April 24, 2024

Sector Portrait: Law

Florida's business courts

Attorneys laud progress in the system but see room for improvement.

Hot Practice Areas in 2012

  • Commercial bankruptcy
  • Latin American practices
  • Corporate litigation (construction, white collar, trade secrets)
  • Healthcare
  • Labor and employment law
  • Social media

Still Chilly

  • Real estate
  • Eminent domain / condemnation
  • Banking

Stats and Facts

  • Women comprise 34% of Florida Bar membership. Thirty years ago, women accounted for only 8% of membership; 20 years ago, 20%; 10 years ago, 27%.
  • 62% of women lawyers in Florida are employed in private practice positions compared to 87% of men.
  • In a randomly selected poll of Florida Bar members, 35% of all respondents report their hourly rate to be more than $250, while 16% report their hourly rate to be more than $300. Additionally, 40% report their hourly rate to be $200 or less.
  • Biggest areas of concern for lawyers in Florida: "Lack of ethics/professionalism" and "poor public perception."
  • Florida Bar members say issues of greatest impact on the profession over the next decade: Technology, too many attorneys and the economy.
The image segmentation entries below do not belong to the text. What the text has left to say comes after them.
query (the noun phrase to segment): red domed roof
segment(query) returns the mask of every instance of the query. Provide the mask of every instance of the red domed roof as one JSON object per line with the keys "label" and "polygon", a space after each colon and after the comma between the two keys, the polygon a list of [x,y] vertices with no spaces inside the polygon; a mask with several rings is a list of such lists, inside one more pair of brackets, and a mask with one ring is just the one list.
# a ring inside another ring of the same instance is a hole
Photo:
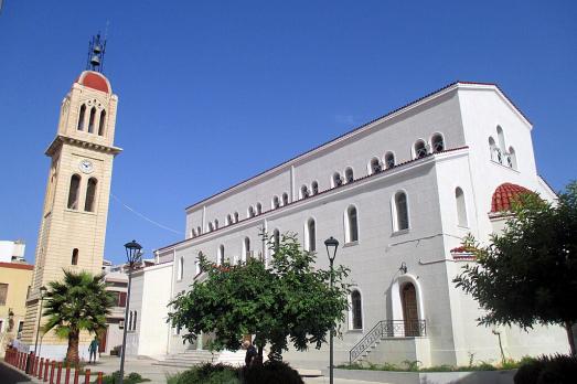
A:
{"label": "red domed roof", "polygon": [[93,71],[84,71],[76,83],[84,85],[85,87],[110,93],[110,83],[101,73]]}
{"label": "red domed roof", "polygon": [[504,212],[510,211],[512,202],[515,198],[522,193],[533,193],[524,186],[504,183],[496,188],[493,192],[493,199],[491,200],[491,212]]}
Source: Florida Bar 2010 Economics and Law Office Management Survey, 2009 Florida Bar Open Membership Opinion Survey

Digital Deluge

» The proliferation of electronic communication is creating mountains of evidence that may be promising but are difficult to mine.

Paul Singerman
Paul Singerman has retrieved documents from hard drives and memories of copy machines and voice mails from corporate and personal mobile devices. [Photo: Scott Barfield]

In complicated cases, Miami attorney Paul Singerman may amass thousands of e-mails and voice mails during the discovery process. Singerman, who currently represents clients in two of Florida’s biggest fraud cases, knows just one electronic record can hold the key to a million-dollar judgment. But how many can an attorney realistically scour — and how much should a company have to spend to retrieve electronic information to defend itself?
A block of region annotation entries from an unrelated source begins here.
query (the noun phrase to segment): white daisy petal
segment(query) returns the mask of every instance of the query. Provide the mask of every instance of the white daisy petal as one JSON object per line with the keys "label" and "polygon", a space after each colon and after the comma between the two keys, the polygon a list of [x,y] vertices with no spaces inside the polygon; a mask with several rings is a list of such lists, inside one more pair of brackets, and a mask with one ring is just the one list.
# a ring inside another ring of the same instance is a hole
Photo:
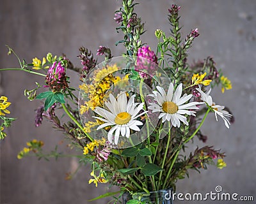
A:
{"label": "white daisy petal", "polygon": [[124,136],[126,133],[126,127],[125,126],[121,127],[121,135],[122,136]]}
{"label": "white daisy petal", "polygon": [[[185,94],[184,94],[185,95]],[[191,97],[193,96],[192,94],[189,94],[188,96],[183,96],[182,98],[180,98],[180,100],[176,103],[176,105],[177,106],[179,106],[180,105],[182,105],[183,103],[187,102],[188,100],[189,100]]]}
{"label": "white daisy petal", "polygon": [[103,128],[103,127],[108,127],[108,126],[112,126],[112,125],[113,125],[113,124],[111,124],[111,123],[106,122],[106,123],[102,124],[101,124],[100,126],[99,126],[97,128],[97,130]]}
{"label": "white daisy petal", "polygon": [[167,92],[167,101],[171,101],[172,99],[172,96],[173,95],[173,84],[172,83],[170,84],[169,89]]}
{"label": "white daisy petal", "polygon": [[[159,93],[158,94],[160,95]],[[102,118],[98,116],[93,117],[105,122],[100,125],[97,129],[114,126],[108,133],[108,139],[110,143],[117,145],[120,135],[129,138],[131,133],[130,129],[139,131],[140,128],[138,126],[143,125],[142,122],[136,119],[147,113],[147,112],[144,111],[144,103],[134,103],[135,97],[136,95],[131,96],[127,101],[125,92],[119,94],[117,99],[113,94],[110,94],[109,101],[104,103],[104,106],[108,110],[99,106],[94,110],[94,112]],[[156,98],[157,98],[156,95]],[[157,106],[154,106],[154,107]],[[159,105],[158,107],[159,107]],[[142,113],[139,114],[141,110]]]}
{"label": "white daisy petal", "polygon": [[116,133],[115,133],[115,145],[117,145],[117,143],[118,142],[120,129],[121,129],[121,127],[118,126],[118,127],[116,129]]}
{"label": "white daisy petal", "polygon": [[182,93],[182,84],[179,84],[178,87],[175,90],[175,92],[173,94],[172,101],[176,103],[180,99]]}
{"label": "white daisy petal", "polygon": [[130,136],[130,128],[127,126],[126,127],[126,134],[125,136],[129,138]]}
Increasingly, the volume of electronic communication is creating big challenges when a company ends up in court. A company with about 100 employees sending an average of 25 e-mails daily produces about 625,000 e-mails yearly. When sued, if a company can’t easily comply with a court order to produce specific e-mails or other electronically stored information it can face sanctions and higher litigation costs. A judge can even bar a defense if it appears the party being sued didn’t preserve evidence after a claim was asserted.

During consultations, one of the first questions Singerman says he asks a potential client is how the company manages its electronic information. "If they have paid no attention to electronically stored information policies and practices, we’ve got lot of educating to do in terms of human and financial resources required to zealously represent or defend them."

Singerman says his firm has hired two full-time litigation support specialists and invested in a document management program that allows its lawyers to input and review documents for themes or key words. Firms around the state are making similar investments in document management systems. "It would surprise people to learn how much trouble you can be in if you don’t know how to manage and exploit large amounts of electronically stored information," he says.

An area of increasing debate is who picks up the tab for the cost of retrieving electronic information. Lawyers likely will make their case in March before Florida’s Supreme Court to shift the cost to the party requesting the information.

Orlando attorney Francis Sheppard, who represents public agencies such as school boards, says plaintiff attorneys are asking for his clients to produce electronic information that takes hundreds of hours to retrieve.

"These agencies already are strapped for cash," says Sheppard, managing partner of Rumberger, Kirk & Caldwell. In some instances, he says, the cost of retrieving the information might force a client to settle. "Some of these discovery requests may or may not be necessary."